TokenVerse++: Towards Flexible Multitask Learning with Dynamic Task Activation
This work addresses a practical problem for researchers and practitioners in speech processing by enabling more flexible and scalable multitask learning with partial annotations, though it is incremental over TokenVerse.
The paper tackles the limitation of multitask learning frameworks requiring full labels for all tasks by proposing TokenVerse++, which uses learnable vectors for dynamic task activation to train with partially annotated datasets. It achieves performance on par with or exceeding the baseline TokenVerse across multiple tasks, including ASR and language identification, without sacrificing ASR performance.
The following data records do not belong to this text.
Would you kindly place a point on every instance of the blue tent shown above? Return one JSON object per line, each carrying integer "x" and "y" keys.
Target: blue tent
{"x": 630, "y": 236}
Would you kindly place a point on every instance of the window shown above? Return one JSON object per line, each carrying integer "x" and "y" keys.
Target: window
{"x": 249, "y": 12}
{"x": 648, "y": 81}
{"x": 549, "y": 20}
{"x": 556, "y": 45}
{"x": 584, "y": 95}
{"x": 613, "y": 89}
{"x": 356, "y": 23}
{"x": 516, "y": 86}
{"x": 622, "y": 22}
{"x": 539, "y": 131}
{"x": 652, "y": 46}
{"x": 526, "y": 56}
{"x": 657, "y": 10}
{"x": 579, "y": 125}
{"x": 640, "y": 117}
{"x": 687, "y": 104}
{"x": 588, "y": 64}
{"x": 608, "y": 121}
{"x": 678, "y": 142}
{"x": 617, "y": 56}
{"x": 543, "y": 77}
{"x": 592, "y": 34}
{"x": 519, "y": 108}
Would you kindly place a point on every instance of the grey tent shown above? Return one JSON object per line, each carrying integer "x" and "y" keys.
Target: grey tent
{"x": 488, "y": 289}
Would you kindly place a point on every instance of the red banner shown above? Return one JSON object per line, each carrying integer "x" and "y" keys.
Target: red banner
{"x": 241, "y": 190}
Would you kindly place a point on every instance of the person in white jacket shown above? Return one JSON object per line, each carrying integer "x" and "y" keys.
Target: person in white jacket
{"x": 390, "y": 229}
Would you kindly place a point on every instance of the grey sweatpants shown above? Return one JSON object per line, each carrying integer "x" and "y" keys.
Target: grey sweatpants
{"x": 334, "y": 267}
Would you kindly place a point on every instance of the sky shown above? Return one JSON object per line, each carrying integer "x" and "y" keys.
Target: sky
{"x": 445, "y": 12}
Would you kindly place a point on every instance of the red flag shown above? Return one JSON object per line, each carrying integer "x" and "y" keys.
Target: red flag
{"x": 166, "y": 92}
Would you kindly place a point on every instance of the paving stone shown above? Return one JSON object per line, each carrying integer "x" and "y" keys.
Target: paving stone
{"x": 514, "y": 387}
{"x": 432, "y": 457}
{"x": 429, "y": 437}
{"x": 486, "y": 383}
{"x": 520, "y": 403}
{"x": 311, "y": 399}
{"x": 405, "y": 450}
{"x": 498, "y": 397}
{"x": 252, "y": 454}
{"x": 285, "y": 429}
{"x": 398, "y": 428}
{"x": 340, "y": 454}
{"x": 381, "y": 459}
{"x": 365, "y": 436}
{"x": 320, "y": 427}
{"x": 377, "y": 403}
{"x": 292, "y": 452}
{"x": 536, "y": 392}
Token-based multitasking frameworks like TokenVerse require all training utterances to have labels for all tasks, hindering their ability to leverage partially annotated datasets and scale effectively. We propose TokenVerse++, which introduces learnable vectors in the acoustic embedding space of the XLSR-Transducer ASR model for dynamic task activation. This core mechanism enables training with utterances labeled for only a subset of tasks, a key advantage over TokenVerse. We demonstrate this by successfully integrating a dataset with partial labels, specifically for ASR and an additional task, language identification, improving overall performance. TokenVerse++ achieves results on par with or exceeding TokenVerse across multiple tasks, establishing it as a more practical multitask alternative without sacrificing ASR performance.